In his book, With Open Hands, the late Fr. Henri Nouwen tells us that our clenched fists symbolize our clenched hearts, holding tightly to things worthless, unwilling to let the loving touch of God heal us. The metaphor is open hands and open arms. As Christians, recall that the most ancient gesture for prayer is called the “orans” position. Standing with hands and arms upraised is the ancient position for prayer. The three great monotheistic religions of Islam, Judaism and Christianity pray in this fashion. Moses often prays to God with arms raised and hands open.
But we must discuss another aspect of prayer today. That issue is this: We who pray with arms raised and hands open sometimes have to work for justice with fists raised. Our model today is a widow.
There is nothing more fearful than an angry widow. And widows must have been feared in St. Luke’s community because Luke tells us a parable about a widow who badgers an unjust judge so much that he grants her request for fear that she will walk up to him and give him a black eye. There is nothing more fearful than an angry widow and I think many here in the Villa assembly know what I am talking about. And there was no one more formidable than my 89-year-old grandmother who died in 2000. Of Polish decent and small in stature my “nanny” had a loving heart and a strong sense of justice. If you cheated her in her grocery bill, watch out! If you did not give her the senior citizen’s discount, watch out! If the social security check was late, watch out!
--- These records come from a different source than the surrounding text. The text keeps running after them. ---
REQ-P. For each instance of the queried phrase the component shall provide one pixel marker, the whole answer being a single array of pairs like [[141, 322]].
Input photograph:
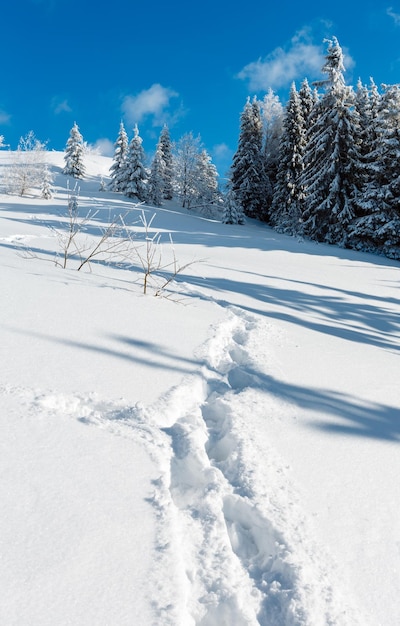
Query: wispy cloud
[[395, 16], [5, 118], [280, 67], [154, 102], [300, 59], [102, 146], [60, 106]]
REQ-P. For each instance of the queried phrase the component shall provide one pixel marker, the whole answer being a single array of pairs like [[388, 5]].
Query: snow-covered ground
[[225, 456]]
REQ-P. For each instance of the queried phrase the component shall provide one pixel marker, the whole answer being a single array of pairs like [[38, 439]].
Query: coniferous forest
[[324, 167]]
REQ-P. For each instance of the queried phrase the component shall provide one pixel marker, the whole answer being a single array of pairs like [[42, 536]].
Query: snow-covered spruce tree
[[134, 182], [206, 183], [168, 170], [331, 157], [272, 117], [232, 211], [47, 181], [308, 100], [247, 175], [156, 180], [73, 156], [378, 229], [119, 160], [288, 200], [27, 168], [186, 152]]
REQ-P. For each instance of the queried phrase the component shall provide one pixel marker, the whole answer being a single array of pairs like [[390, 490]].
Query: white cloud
[[154, 102], [279, 68], [60, 106], [5, 118], [221, 151], [103, 146], [395, 16], [300, 59]]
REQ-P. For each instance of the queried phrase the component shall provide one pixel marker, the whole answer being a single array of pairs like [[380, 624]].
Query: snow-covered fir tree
[[117, 168], [232, 211], [73, 156], [247, 175], [186, 152], [378, 228], [27, 168], [272, 118], [207, 181], [156, 180], [135, 178], [168, 170], [288, 200], [47, 181], [331, 157]]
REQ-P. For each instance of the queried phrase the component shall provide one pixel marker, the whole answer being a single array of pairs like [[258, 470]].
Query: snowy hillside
[[224, 455]]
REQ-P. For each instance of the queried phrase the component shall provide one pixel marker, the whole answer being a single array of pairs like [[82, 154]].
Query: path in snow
[[246, 548], [232, 546]]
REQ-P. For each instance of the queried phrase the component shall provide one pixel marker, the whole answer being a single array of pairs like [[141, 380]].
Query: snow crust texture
[[229, 529]]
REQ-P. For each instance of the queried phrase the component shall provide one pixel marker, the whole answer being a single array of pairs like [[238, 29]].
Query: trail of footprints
[[240, 575]]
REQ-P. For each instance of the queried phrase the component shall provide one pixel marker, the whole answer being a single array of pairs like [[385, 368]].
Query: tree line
[[183, 169], [325, 166]]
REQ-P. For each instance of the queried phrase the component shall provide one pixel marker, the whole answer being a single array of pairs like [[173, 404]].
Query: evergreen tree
[[186, 154], [272, 116], [207, 179], [232, 211], [308, 100], [288, 200], [73, 156], [248, 178], [46, 183], [168, 171], [378, 229], [331, 156], [117, 168], [156, 180], [134, 182]]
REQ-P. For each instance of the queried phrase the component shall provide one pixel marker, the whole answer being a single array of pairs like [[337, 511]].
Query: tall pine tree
[[288, 201], [135, 175], [165, 145], [247, 175], [117, 168], [331, 156]]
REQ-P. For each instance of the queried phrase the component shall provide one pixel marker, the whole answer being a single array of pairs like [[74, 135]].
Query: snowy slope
[[225, 456]]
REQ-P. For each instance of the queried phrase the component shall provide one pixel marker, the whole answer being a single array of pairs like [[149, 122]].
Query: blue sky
[[189, 65]]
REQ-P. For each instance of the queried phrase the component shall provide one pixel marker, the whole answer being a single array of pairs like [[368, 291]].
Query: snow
[[223, 456]]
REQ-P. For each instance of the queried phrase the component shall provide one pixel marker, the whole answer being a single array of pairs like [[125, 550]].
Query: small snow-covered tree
[[165, 145], [156, 180], [272, 113], [73, 156], [134, 182], [117, 168], [232, 211], [331, 156], [27, 168], [207, 180], [185, 155], [47, 181]]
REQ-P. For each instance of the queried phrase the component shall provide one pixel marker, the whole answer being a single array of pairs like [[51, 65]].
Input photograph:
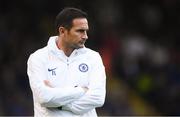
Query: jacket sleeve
[[46, 96], [95, 96]]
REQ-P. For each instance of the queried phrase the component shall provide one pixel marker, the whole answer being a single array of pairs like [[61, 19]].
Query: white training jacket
[[67, 75]]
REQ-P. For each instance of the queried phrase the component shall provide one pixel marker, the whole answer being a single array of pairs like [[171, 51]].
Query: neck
[[62, 46]]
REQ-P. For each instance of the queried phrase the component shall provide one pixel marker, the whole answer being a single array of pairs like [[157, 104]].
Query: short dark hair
[[67, 15]]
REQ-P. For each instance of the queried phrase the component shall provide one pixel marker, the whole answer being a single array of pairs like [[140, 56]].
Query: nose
[[85, 35]]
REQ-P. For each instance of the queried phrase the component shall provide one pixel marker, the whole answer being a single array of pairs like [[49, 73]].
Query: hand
[[47, 83]]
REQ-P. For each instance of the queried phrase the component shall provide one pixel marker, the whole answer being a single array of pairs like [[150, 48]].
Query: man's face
[[76, 37]]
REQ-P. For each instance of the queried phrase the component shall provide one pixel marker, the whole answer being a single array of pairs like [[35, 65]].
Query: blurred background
[[137, 39]]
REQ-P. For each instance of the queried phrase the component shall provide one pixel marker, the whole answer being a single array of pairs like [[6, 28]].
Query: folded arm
[[48, 96], [95, 96]]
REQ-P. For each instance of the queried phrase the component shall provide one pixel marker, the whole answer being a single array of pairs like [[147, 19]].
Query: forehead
[[80, 23]]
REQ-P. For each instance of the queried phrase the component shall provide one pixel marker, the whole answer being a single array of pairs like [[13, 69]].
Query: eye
[[81, 30]]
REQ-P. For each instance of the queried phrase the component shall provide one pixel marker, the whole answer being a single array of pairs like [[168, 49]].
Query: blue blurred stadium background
[[138, 40]]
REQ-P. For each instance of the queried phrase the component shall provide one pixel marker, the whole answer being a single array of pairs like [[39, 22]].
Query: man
[[66, 78]]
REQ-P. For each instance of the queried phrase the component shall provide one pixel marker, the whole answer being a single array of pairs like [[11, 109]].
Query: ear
[[61, 30]]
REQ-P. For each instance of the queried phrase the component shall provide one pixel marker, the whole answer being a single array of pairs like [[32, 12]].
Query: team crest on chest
[[83, 67]]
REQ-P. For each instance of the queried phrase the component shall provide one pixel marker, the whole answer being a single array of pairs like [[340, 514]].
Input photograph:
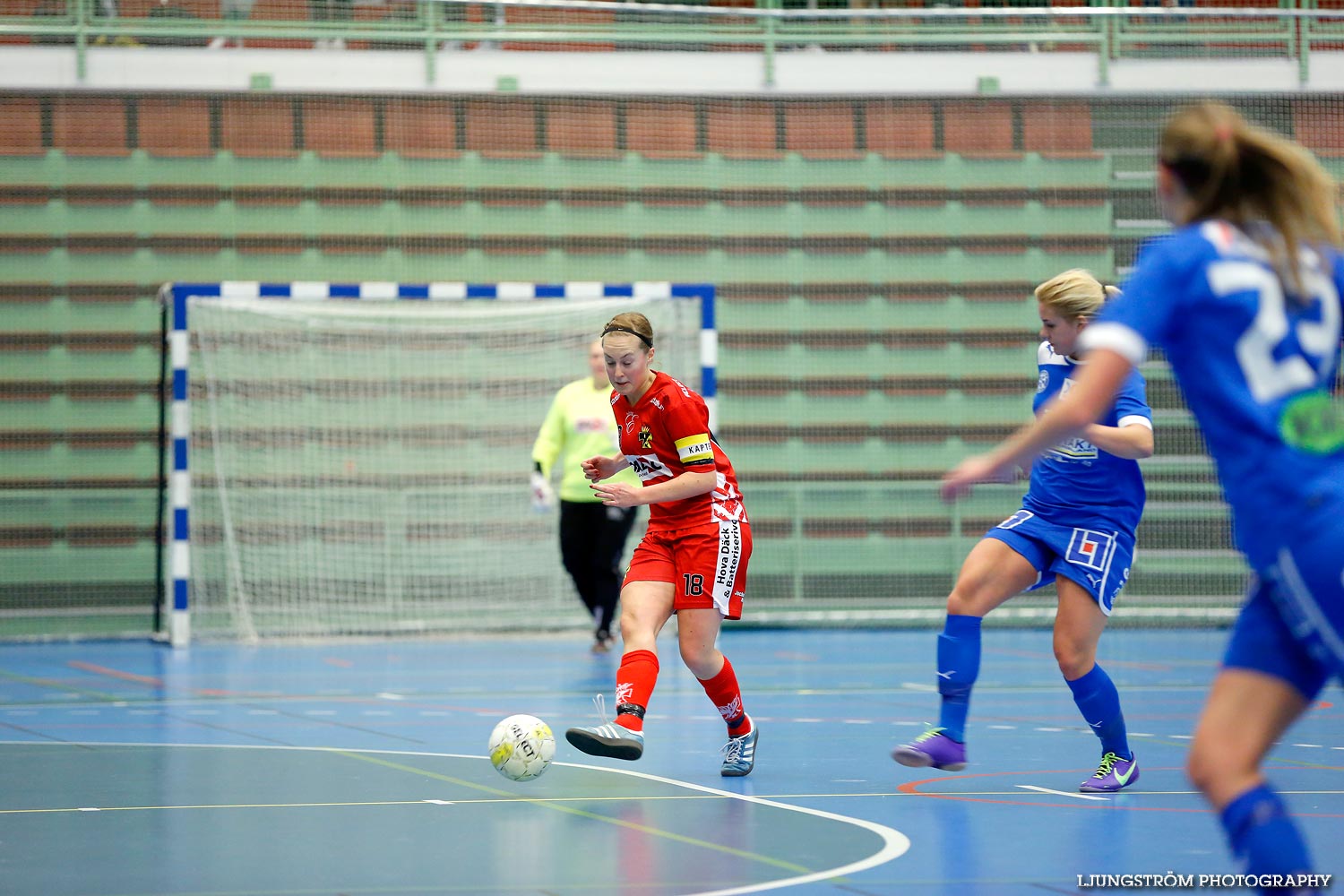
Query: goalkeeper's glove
[[543, 495]]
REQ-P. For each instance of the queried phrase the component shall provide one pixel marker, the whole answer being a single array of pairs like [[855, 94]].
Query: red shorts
[[707, 565]]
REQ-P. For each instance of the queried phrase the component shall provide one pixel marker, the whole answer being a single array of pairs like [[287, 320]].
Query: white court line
[[1062, 793], [894, 842]]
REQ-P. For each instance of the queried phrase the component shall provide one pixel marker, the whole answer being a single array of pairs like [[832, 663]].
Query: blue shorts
[[1292, 626], [1096, 560]]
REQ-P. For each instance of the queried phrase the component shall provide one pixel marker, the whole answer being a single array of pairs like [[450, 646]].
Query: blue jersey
[[1255, 368], [1075, 482]]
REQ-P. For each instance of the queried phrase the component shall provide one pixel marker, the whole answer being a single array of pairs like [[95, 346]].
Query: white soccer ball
[[521, 747]]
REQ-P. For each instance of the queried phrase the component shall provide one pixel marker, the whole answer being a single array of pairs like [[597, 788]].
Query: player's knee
[[701, 659], [1211, 766], [1074, 659], [964, 602], [1202, 770]]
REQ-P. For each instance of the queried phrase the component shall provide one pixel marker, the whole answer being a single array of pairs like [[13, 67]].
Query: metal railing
[[1107, 30]]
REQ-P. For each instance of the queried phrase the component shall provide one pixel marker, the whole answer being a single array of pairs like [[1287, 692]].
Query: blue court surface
[[131, 769]]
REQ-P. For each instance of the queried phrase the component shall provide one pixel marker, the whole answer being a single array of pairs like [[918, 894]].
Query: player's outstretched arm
[[1064, 417], [602, 468], [685, 485], [1132, 443]]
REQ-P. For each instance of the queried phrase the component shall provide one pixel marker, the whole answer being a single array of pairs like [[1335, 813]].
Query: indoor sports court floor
[[131, 769]]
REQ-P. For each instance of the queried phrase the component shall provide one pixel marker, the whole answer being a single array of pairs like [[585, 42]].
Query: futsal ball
[[521, 747]]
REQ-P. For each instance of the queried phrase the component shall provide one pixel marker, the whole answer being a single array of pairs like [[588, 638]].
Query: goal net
[[360, 468]]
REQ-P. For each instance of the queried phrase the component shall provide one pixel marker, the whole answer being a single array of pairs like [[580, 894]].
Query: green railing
[[1107, 29]]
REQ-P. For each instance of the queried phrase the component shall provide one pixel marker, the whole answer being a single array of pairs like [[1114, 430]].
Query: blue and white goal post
[[359, 455]]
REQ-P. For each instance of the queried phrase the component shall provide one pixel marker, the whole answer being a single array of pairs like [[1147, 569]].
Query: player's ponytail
[[1074, 295], [1244, 174]]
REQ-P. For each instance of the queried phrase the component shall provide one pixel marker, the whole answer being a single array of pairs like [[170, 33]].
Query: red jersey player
[[693, 560]]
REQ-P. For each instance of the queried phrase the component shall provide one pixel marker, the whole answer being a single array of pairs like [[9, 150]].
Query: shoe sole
[[918, 759], [609, 747], [728, 772]]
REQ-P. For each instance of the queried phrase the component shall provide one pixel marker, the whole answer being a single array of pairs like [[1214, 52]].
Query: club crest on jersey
[[1089, 548]]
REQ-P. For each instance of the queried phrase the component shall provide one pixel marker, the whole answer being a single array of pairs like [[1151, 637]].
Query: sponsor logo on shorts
[[1090, 549]]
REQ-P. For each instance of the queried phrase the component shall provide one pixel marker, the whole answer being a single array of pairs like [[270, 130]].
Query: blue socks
[[1098, 700], [959, 665], [1261, 831]]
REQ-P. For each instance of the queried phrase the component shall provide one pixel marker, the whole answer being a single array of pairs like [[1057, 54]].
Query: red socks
[[639, 673], [634, 683], [728, 697]]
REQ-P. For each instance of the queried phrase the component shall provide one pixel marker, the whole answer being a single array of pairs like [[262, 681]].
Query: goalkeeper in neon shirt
[[578, 426]]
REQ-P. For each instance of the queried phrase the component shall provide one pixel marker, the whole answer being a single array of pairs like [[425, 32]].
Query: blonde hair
[[1239, 172], [1074, 295], [632, 323]]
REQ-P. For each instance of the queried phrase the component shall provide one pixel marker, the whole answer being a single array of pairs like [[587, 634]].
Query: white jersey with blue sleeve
[[1255, 367], [1077, 482]]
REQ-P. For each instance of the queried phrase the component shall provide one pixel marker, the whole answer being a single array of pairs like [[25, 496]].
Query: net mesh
[[362, 468], [874, 223]]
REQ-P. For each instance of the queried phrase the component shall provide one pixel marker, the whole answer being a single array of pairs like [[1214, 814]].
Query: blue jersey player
[[1075, 530], [1245, 300]]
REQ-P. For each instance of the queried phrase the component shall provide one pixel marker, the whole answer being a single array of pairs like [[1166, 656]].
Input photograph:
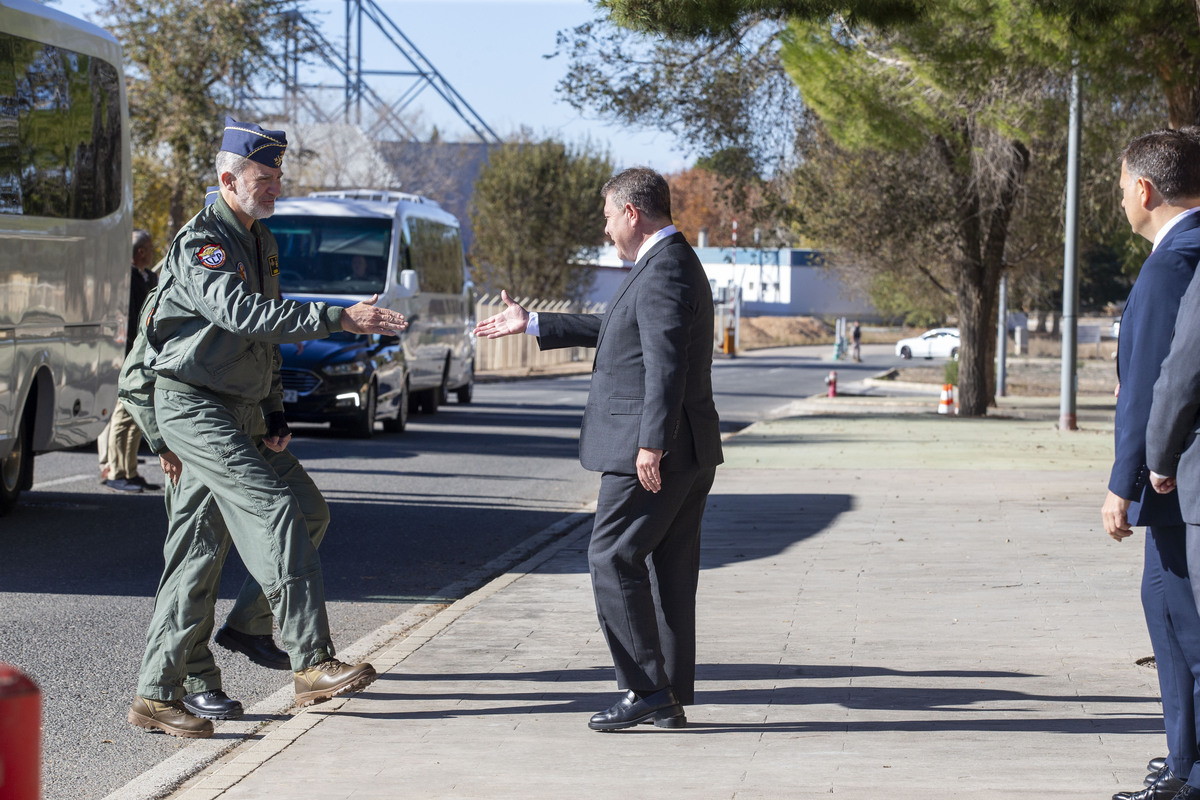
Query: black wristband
[[276, 425]]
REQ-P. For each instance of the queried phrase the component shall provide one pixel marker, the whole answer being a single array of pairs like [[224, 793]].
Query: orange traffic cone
[[945, 405]]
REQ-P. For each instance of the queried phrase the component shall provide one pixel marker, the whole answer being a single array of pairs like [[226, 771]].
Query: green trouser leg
[[262, 515], [195, 551], [251, 612]]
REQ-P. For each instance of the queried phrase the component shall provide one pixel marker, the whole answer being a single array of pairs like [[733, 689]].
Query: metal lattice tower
[[358, 98]]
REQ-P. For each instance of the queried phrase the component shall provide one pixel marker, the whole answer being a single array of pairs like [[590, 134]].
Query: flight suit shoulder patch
[[211, 256]]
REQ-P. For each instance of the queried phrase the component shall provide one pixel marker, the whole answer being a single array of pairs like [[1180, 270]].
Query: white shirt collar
[[1176, 220], [655, 238]]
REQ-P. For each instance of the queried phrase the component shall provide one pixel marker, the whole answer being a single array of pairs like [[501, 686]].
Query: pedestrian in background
[[213, 337], [1161, 197], [651, 428], [119, 441]]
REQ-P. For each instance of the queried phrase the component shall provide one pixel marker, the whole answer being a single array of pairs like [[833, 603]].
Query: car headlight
[[348, 368]]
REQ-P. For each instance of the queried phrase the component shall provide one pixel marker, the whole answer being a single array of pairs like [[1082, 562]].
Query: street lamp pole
[[1071, 264]]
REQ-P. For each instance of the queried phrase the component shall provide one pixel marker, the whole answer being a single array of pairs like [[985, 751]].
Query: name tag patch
[[211, 256]]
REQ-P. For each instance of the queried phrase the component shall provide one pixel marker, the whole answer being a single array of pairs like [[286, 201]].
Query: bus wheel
[[17, 468]]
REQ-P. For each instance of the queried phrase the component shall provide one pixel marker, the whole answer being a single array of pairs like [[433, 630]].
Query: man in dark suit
[[1161, 197], [651, 428]]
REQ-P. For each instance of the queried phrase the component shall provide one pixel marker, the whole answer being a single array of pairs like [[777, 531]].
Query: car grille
[[300, 380]]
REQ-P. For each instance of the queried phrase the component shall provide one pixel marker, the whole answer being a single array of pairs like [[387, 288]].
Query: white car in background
[[937, 343]]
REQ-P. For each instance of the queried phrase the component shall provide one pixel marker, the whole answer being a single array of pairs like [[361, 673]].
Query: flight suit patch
[[211, 256]]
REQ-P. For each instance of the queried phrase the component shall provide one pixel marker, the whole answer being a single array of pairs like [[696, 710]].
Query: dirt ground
[[1037, 372], [760, 332], [1031, 377]]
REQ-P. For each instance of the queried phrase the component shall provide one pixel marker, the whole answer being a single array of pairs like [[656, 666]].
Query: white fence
[[521, 352]]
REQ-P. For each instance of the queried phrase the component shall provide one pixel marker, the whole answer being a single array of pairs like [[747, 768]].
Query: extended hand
[[1114, 511], [367, 318], [648, 473], [1162, 483], [171, 465], [513, 319]]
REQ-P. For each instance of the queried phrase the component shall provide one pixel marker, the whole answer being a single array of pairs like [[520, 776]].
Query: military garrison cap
[[250, 140]]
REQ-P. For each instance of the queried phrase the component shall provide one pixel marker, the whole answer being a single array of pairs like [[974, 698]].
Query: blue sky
[[491, 52]]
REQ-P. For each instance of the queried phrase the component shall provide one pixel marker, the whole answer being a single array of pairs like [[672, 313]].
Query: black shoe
[[137, 480], [213, 705], [259, 649], [661, 708], [1167, 787]]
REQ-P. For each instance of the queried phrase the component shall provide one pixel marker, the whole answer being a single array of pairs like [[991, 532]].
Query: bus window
[[60, 132], [435, 251]]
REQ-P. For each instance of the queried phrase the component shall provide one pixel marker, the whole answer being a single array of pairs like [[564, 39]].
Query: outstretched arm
[[513, 319]]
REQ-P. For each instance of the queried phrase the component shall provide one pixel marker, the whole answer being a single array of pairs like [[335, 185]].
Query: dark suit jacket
[[1147, 325], [652, 384], [1171, 423]]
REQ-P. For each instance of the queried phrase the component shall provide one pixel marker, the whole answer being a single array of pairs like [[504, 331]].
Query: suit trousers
[[645, 564], [257, 494], [1174, 625]]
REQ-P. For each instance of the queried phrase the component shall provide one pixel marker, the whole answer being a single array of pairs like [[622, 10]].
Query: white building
[[783, 282]]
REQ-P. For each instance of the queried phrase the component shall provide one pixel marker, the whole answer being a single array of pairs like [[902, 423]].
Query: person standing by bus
[[213, 340], [121, 437]]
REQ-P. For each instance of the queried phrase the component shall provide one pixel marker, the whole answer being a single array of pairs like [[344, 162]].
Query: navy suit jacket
[[652, 383], [1171, 429], [1147, 326]]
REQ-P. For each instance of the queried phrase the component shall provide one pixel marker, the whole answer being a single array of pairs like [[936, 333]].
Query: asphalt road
[[412, 513]]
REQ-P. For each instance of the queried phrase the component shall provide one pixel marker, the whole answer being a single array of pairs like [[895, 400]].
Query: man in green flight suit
[[211, 338]]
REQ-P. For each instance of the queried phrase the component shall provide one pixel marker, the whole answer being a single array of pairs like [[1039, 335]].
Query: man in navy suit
[[651, 427], [1161, 196]]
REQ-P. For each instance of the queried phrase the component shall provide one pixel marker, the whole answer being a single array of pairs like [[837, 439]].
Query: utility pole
[[1071, 263]]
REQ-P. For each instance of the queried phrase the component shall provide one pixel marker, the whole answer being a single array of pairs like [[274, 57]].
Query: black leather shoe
[[1167, 787], [661, 708], [213, 705], [259, 649]]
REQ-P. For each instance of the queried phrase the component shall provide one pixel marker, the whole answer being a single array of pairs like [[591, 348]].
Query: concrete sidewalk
[[891, 606]]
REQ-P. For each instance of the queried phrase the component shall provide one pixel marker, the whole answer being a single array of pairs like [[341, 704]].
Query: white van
[[347, 245], [66, 210]]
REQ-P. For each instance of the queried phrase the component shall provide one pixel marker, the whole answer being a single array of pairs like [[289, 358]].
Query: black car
[[348, 380]]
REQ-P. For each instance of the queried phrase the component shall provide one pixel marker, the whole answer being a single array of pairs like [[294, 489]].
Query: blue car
[[351, 380]]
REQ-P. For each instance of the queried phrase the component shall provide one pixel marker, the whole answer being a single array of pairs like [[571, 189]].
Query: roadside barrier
[[21, 735], [946, 403]]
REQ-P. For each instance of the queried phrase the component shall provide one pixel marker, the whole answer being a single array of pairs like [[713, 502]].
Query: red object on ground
[[21, 735]]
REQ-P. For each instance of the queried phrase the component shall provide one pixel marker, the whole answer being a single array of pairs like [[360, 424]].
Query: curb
[[207, 768]]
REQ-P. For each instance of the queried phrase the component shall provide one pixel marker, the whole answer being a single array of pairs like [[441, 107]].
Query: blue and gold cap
[[250, 140]]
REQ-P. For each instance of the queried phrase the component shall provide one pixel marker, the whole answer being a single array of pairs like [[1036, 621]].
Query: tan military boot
[[330, 678], [168, 717]]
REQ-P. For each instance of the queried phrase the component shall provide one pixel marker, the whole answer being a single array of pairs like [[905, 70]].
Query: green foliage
[[187, 64], [689, 18], [535, 211]]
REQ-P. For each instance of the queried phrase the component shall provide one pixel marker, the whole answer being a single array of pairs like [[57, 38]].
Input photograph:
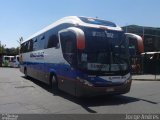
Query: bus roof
[[150, 53], [77, 21]]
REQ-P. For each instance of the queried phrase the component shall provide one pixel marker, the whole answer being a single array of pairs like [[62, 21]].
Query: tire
[[54, 83]]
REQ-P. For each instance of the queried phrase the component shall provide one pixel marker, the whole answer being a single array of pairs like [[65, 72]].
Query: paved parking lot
[[20, 95]]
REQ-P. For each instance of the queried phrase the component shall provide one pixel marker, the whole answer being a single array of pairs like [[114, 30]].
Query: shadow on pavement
[[86, 103]]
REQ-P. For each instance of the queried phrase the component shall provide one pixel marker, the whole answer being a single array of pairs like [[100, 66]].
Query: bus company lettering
[[37, 55], [96, 66]]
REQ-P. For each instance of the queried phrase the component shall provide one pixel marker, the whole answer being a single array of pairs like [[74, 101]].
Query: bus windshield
[[106, 51]]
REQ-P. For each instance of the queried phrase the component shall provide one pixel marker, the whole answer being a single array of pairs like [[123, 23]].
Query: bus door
[[66, 69]]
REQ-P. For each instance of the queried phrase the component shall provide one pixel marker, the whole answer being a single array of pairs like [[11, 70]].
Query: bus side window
[[53, 41]]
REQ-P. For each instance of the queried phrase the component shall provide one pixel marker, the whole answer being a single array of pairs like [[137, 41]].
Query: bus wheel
[[54, 83]]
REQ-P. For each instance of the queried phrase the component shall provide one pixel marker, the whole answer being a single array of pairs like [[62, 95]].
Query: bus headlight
[[85, 82], [128, 80]]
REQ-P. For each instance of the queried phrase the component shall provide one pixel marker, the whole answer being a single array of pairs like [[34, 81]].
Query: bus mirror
[[81, 44]]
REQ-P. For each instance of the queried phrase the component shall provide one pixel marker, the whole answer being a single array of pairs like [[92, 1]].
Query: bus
[[79, 55], [7, 60], [15, 62], [136, 47]]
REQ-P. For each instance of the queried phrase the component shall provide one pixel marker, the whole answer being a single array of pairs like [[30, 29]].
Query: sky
[[22, 18]]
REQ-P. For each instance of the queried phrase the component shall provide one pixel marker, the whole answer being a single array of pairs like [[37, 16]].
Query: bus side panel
[[57, 64]]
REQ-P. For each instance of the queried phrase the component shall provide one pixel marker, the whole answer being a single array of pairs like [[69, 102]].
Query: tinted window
[[53, 41], [97, 21]]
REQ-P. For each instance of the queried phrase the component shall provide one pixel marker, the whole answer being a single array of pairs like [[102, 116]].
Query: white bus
[[15, 62], [7, 60], [79, 55]]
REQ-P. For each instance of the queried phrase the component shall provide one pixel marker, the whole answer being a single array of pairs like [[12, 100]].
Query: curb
[[146, 79]]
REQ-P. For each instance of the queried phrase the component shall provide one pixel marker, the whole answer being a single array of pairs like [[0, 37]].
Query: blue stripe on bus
[[66, 71]]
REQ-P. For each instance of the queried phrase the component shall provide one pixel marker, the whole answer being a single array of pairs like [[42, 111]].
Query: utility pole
[[20, 41]]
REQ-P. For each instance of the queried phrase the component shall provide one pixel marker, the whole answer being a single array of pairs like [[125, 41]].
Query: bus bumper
[[89, 91]]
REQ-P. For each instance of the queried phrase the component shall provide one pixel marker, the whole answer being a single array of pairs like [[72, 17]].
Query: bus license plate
[[110, 90]]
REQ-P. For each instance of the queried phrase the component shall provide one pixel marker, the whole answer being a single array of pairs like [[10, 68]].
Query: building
[[150, 35]]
My grandmother was so tough that when she realized she was getting off the wrong exit on the highway, she stopped and turned around fearing no one or no thing!
My grandmother, the widow of the Gospel and many other widows throughout the world teach us how to preach the Word! St. Paul tells us to preach the word, whether convenient or inconvenient. We who pray with arms raised and hands open sometimes have to work for justice with fists raised. It does not mean that we threaten violence or use violence. It does not mean that we refuse the sign of peace if we dislike them. Never in the Gospels do we see Jesus preaching or teaching violence to spread the Gospel. But sometimes we have to demand justice. Why? Because in America, the majority of the poor are women and children! Because in America, we spend more money on political ads, guns and bombs than we do on elderly and babies. Because in America, to be old, female and poor means that we have not done enough to protect elderly women who stay home to raise their children only to fall into poverty when their husbands die.
Maybe we know a poor elderly woman who needs our help. Maybe we know a poor elderly widower who wants our assistance. We who pray with arms raised and hands open also need to hear that when we come to the Eucharist we need to translate prayer into action. Because when Christ returns, he will want to find faith!
The Rev. Fr. Dr. T. Becket A. Franks, O.S.B.